FCA Takes ‘Nuclear Option’ To Ban Sale Of Minibonds To Retail Investors
The UK’s Financial Conduct Authority (FCA), the financial services regulator, has taken the decision to ban the promotion of minibonds to retail investors. Minibonds are a kind of unregulated debt instrument most commonly issued by young, growing companies to fund further expansion. Investors essentially loan these companies their money against a fixed interest rate paid over a pre-defined period of time, which can be anything between 2 or 3 and 10 years or longer.
The investment return comes in the form of the ‘coupon’, or interest rate, which is paid periodically, usually quarterly, bi-annually or annually. When the bond matures, the investor should also receive back their initial investment. Unlike regulated corporate bonds that can be traded over an exchange, minibond issuers don’t have to have an up-to-date credit rating by one of the major ratings agencies.
That makes minibonds a riskier investment than corporate bonds as investors are left relying on the bond issuer’s ongoing ability to make coupon payments and then return their original investment, without the benefit of insight into their finances that a ratings agency provides. To compensate that, minibonds tend to come with attractive coupons of at least 6% or 7% and often higher.
The FCA has come to the conclusion that the direct promotion of minibonds offering high coupons to retail investors is too risky to be continued to be allowed. The regulator believes that many retail investors accept bond investments as very low risk and often do not properly appreciate the higher risk nature of minibonds.
The risky nature of these investments has recently been highlighted by a number of scandals. The highest profile was the collapse of minibond company London Capital & Finance earlier this year. The company had attracted £237 million from 11,652 small, private investors who now face heavy losses.
The conclusion has now been reached by the regulator that, at least before a clear set of stricter rules on exactly how minibonds can be promoted to smaller individual investors can be formed, they should be excluded from the retail market entirely. That will happen without a consultation – which has led to the decision being described as the ‘nuclear’ option. The restrictions will come into force from January and last for 12 months. During that period the FCA will conduct a consultation aimed at reaching a decision on whether the decision should remain as permanent – or a new set of rules on the promotion of minibonds to the retail market introduced.

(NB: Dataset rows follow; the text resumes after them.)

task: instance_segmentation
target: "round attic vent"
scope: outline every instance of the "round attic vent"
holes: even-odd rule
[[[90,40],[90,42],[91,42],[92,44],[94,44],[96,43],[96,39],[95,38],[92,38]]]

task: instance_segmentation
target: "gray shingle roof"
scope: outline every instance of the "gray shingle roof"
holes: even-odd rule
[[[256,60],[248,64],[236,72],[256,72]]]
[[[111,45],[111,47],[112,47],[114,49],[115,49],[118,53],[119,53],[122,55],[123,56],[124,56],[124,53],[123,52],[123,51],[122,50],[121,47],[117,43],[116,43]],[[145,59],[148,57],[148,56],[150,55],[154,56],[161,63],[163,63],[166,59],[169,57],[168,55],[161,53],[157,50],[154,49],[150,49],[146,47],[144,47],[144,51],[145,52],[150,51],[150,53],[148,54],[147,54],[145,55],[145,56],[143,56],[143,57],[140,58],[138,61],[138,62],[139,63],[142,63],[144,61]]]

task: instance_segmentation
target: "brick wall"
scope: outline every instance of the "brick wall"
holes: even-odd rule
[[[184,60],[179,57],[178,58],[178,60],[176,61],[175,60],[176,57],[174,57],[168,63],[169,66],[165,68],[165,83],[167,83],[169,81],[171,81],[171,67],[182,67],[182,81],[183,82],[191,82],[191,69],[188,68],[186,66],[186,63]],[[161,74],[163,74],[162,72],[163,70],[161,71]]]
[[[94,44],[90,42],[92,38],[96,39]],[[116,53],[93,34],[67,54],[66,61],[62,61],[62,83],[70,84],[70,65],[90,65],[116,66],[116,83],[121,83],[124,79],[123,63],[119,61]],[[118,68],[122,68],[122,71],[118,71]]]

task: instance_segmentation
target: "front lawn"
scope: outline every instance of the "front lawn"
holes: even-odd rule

However, one risk, and one the FCA is aware of and conceded exists, is that banning the promotion of minibonds could make the problem worse by placing existing issuers in difficulty by cutting off their option to raise additional capital that way. It commented:
“If an issuer of a bond is already under financial pressure and our measures increase this, they may be less likely to meet interest payments or repay capital to investors. As this is likely to primarily reflect existing weaknesses in an issuer’s business model, we do not think our measures cause harm directly, but may contribute to losses occurring sooner for some investors.”
However, with growing evidence that the incidence of minibond offers that could be considered frauds or scams is increasing, the FCA believes that price is one worth paying. Especially if it prevents more investors from losing money.
Minibonds sit in a grey area of financial services regulation. The securities themselves are not regulated, but the FCA is responsible for making sure they are marketed appropriately and only by regulated firms. Successful minibond investments, where the issuer is able to meet their commitments, can also offer very good returns in exchange for a heightened level of risk. The sticking point is whether retail investors are taking on the level of risk they are with a good awareness and understanding of what could potentially go wrong.